Sweet Sugar Pie waved her sticky leaves in dismay. “Don’t even think such a thing. My family has a proud history of becoming harvest pies for the past 72 generations. Grandma Sirius Star would roll over in her mulch if she heard of such a vulgar future for one of our clan. I know that some of the Rock Star and Howden crew across the field plan to be gutted and carved up. Some even look forward to having lighted candles stuck where their innards used to be. That’s not the future I want for our boy.” A drop of morning dew trickled from her stem, down her rounded middle, and plopped into the dirt.

“Now. dear. Don’t carry on so. The season isn’t over yet. It’s just growing pains. I’m sure he’ll come to his senses when he matures a bit.”

Papa Red Warty Thing was wrong, for by now, Harvest Jack had wandered into the road and lay directly in the path of the giant tractor grinding its way down the road, swooping up all in its path, and dumping the unfortunate ones into a hopper to be carried off to an uncertain future.

Sweet Sugar Pie shrieked, “It’s coming! Beware!”

Harvest Jack heard the engine and turned toward the sound. “Uh Oh!” The seeds in his belly shook in terror. Papa Red Warty Thing was right, after all. He was about to be crunched into a fritter and there wasn’t anything he could do about it.

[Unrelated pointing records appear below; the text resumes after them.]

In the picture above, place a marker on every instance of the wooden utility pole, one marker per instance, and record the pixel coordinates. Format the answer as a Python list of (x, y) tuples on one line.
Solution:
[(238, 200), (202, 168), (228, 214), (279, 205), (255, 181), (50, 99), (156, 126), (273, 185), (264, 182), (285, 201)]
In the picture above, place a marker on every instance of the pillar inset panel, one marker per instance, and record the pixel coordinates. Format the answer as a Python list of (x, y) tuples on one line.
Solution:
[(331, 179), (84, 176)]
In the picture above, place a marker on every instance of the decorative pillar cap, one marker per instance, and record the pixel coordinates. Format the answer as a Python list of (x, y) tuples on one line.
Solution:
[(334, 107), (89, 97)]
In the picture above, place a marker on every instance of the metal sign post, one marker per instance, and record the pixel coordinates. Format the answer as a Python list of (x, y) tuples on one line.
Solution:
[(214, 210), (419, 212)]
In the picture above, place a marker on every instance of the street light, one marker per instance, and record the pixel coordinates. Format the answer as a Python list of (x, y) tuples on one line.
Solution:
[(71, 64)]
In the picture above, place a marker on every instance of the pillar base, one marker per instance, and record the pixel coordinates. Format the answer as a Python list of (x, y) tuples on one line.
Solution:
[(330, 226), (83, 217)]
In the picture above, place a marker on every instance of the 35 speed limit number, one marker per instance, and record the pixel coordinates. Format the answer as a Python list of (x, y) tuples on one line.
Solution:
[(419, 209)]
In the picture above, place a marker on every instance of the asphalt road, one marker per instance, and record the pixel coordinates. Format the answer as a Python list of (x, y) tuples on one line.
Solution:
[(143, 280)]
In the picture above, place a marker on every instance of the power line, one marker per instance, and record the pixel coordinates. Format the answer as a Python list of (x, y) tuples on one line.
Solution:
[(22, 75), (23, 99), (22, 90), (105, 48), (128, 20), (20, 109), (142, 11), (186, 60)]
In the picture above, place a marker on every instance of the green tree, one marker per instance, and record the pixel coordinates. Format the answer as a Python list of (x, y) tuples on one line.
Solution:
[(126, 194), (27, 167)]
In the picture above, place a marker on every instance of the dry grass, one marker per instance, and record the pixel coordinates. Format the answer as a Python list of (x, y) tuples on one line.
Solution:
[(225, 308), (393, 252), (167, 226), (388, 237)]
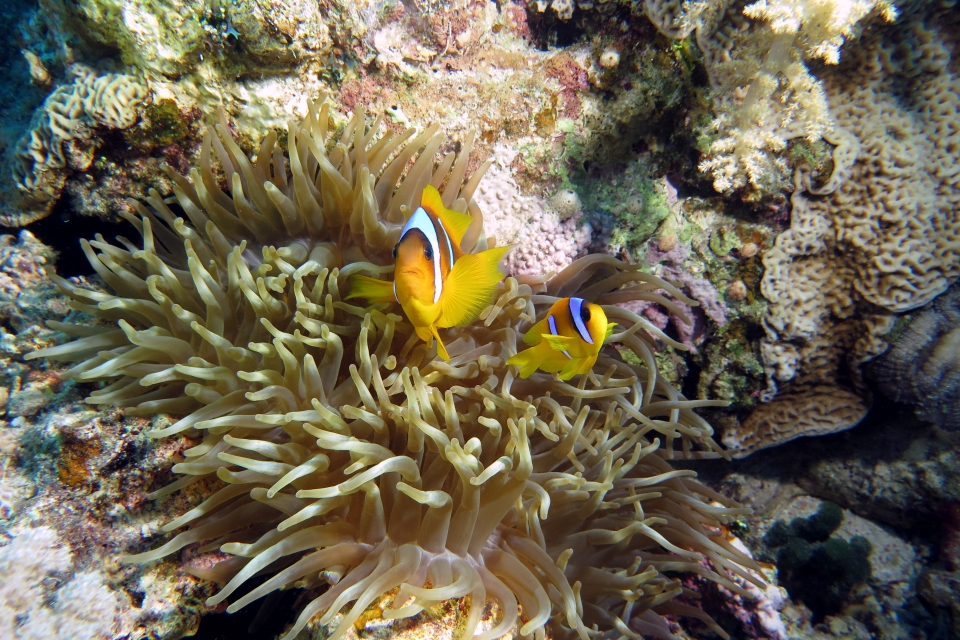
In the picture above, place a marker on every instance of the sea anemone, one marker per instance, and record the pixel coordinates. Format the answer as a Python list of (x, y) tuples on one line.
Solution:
[(343, 456)]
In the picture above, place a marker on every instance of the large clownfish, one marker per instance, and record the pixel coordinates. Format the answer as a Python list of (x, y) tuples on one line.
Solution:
[(437, 284), (568, 340)]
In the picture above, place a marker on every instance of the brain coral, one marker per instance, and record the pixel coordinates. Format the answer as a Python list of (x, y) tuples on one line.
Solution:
[(60, 137), (923, 363), (342, 456), (880, 239)]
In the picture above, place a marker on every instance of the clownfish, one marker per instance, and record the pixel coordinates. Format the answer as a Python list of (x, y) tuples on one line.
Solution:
[(436, 284), (568, 340)]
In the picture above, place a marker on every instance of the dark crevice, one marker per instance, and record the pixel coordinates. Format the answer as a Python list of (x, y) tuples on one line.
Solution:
[(63, 232), (279, 611)]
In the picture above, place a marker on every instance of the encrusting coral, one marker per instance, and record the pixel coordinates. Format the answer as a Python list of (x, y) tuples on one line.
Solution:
[(922, 365), (60, 138), (881, 241), (342, 453)]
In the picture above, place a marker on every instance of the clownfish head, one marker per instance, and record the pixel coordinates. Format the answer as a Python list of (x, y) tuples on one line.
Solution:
[(589, 320), (424, 256)]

A raven swooped down and landed on his stem. “It serves you right for being disrespectful and wandering into the road. Papa Red Warty Thing warned you, didn’t he?”

How fool-hardy he had been. How he wished he was back alongside little, white, cousin Baby-Boo, or little cousin Wee-be- Little’s tiny, orange body. Their future was assured. They would become cute little decorations, perched alongside a costumed vampire doll in the middle of a mantle, or maybe in a wheelbarrow surrounded by harvest leaves and acorns and a couple Rock Star or Howden’s. Even his distant cousin Lil’ Pumpkemon with his white body and orange stripes might end up on the front porch with his larger relatives.

It appeared that Harvest Jack, on the other hand, was going to be smashed flat and ground into pulp by the tractor tires.

Suddenly, Harvest Jack felt himself lifted from the dirt. Guttural, humanoid sounds reverberated through his stem and then he felt the cool, earth beneath his bottom. What had happened? He found himself lying just inches from Papa Red Warty Thing and Sweet Sugar Pie.

Somehow, he’d escaped the wheels of the tractor and was back in his very own field. How warm and good the sun felt on his face.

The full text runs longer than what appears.